Greatly influenced by Max Ernst's 1929 graphic novel, La Femme 100 Têtes (The Woman with 100 Heads), in which Ernst combined seemingly disparate objects in order to create fanciful and often disturbing dreamscapes, Cornell's shadow boxes supply an endless number of possible interpretations. While it is tempting to evoke allusions to the meaning behind Cornell's choice of paired objects, like the Medici Princess and wooden spheres, Cornell was primarily concerned with the objective value of the objects he used. The stark simplicity and the emphasis on one repeated image each coupled with a single prop, the blue wooden ball, Compartmented Medici Princess permits more clearly the objects to exist, fully allowing the viewer to appreciate their properties and their presence in space, rather than be forced to decode or find a hidden meaning between this juxtaposition of objects. In the catalogue for C&M Gallery's exhibition Joseph Cornell: Box Constructions and Collages, author and good friend of Cornell's, Donald Windham, recalls that the artist "found the marvelous and the ordinary interchangeable. Objects were sometimes one, sometimes the other; and his inspiration often came from this interchangeability" (D. Windham, Joseph Cornell: Box Constructions and Collages, exh. cat., New York, 1995, p. 5).
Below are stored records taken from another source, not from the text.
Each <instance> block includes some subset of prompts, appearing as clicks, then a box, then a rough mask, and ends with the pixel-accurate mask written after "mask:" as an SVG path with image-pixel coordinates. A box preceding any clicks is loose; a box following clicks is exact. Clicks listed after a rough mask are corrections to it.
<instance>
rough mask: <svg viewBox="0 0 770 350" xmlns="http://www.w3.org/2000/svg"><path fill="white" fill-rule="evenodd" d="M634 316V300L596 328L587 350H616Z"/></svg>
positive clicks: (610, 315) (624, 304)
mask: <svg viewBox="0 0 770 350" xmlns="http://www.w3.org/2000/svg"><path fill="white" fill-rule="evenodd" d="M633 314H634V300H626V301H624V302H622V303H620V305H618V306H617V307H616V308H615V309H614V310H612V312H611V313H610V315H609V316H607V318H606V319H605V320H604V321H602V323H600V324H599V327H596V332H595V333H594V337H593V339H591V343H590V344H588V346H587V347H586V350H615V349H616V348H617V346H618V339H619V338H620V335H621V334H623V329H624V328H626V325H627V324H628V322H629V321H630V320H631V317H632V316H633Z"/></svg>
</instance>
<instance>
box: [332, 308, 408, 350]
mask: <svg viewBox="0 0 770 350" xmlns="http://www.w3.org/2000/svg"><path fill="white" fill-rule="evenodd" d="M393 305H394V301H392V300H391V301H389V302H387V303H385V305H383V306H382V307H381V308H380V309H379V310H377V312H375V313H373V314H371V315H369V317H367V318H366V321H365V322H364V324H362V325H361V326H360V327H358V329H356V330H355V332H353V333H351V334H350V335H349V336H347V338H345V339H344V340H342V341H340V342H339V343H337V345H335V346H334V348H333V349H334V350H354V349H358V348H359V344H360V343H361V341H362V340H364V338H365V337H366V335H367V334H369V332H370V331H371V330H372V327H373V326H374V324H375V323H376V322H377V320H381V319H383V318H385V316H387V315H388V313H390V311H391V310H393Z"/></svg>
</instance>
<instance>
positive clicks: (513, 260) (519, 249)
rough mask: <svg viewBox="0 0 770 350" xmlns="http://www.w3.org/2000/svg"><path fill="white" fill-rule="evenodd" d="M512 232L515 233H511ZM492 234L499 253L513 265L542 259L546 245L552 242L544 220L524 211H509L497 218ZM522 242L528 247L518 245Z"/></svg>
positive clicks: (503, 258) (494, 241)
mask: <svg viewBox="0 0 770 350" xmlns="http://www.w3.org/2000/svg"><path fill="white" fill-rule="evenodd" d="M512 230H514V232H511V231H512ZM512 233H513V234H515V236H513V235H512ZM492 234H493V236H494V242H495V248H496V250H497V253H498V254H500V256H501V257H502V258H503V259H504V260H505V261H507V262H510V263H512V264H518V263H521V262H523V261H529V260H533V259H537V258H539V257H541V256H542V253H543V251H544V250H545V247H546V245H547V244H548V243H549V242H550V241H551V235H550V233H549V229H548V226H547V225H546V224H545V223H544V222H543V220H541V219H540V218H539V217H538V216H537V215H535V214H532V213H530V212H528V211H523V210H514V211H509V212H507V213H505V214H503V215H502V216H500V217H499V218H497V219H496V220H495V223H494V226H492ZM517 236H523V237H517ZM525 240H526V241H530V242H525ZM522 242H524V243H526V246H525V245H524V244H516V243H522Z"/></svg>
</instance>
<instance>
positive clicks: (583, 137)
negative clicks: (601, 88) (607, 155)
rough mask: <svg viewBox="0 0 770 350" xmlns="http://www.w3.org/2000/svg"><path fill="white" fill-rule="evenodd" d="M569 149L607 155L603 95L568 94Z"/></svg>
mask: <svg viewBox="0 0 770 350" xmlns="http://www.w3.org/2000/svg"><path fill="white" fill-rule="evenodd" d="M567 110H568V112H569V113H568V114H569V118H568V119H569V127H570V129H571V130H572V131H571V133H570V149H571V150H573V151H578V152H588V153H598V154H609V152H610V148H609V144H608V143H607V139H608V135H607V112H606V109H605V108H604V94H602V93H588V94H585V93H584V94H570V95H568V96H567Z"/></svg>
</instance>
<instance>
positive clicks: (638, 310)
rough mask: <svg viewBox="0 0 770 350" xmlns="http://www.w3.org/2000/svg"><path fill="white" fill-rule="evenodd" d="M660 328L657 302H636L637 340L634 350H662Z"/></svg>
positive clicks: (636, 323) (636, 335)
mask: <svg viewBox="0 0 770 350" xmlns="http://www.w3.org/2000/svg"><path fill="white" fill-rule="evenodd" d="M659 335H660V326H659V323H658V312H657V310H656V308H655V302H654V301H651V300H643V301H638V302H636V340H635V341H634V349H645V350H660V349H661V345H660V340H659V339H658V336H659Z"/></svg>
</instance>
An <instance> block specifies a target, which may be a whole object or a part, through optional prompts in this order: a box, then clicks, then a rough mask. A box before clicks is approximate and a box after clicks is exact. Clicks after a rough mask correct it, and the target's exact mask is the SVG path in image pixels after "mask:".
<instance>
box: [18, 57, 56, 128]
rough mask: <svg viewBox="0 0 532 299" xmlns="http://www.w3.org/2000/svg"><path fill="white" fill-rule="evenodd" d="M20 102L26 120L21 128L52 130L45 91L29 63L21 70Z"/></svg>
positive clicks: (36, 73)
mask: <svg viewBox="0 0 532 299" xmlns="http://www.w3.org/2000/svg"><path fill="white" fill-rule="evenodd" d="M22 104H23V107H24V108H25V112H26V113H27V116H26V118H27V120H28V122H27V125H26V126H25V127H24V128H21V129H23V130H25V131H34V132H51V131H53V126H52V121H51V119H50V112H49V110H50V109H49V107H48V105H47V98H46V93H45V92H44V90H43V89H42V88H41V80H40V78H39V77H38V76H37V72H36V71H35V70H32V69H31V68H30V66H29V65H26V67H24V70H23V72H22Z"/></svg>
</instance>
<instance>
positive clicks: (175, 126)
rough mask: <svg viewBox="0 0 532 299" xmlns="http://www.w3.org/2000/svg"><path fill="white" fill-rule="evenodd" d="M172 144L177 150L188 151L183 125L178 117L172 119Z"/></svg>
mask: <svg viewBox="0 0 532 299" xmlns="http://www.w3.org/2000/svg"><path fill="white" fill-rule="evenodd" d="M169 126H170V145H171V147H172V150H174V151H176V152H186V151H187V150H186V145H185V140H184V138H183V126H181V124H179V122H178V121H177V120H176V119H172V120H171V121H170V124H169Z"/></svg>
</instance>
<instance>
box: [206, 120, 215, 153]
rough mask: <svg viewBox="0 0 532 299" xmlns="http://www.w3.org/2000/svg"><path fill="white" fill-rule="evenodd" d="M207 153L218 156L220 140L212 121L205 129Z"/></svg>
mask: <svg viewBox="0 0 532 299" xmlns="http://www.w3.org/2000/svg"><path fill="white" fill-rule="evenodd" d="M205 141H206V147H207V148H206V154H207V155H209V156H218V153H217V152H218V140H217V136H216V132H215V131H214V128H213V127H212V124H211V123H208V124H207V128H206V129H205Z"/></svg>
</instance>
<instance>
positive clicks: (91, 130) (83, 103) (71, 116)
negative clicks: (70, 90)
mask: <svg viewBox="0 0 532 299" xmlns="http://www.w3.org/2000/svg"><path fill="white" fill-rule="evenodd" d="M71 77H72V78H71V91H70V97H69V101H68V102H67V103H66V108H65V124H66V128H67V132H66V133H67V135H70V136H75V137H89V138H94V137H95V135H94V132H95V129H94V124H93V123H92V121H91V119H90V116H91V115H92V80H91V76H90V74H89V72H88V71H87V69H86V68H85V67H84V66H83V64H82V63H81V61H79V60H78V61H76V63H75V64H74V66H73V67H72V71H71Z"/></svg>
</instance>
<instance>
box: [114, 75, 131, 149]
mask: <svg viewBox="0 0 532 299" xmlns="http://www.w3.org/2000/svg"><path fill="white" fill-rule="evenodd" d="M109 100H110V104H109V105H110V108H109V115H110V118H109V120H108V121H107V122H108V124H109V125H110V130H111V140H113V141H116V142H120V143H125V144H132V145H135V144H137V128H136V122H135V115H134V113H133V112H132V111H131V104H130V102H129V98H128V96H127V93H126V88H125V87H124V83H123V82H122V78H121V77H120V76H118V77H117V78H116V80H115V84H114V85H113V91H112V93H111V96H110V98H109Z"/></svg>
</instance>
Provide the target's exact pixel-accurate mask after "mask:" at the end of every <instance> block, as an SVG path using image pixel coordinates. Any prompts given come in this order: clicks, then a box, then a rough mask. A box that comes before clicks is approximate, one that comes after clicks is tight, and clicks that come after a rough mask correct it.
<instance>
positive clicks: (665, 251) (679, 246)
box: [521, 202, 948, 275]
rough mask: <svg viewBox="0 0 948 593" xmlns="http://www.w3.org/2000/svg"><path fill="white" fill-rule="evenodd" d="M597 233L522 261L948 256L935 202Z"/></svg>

This ability to both create the capricious pairings of unexpected objects that capture the viewer's imagination and provoke further inquiries into the artist's intent, coupled with a deep understanding of the power of the object to be simultaneously ordinary and profound, have ensured that works like Compartmentalized Medici Princess continue to inspire consideration of their resonance and importance generations after their creation.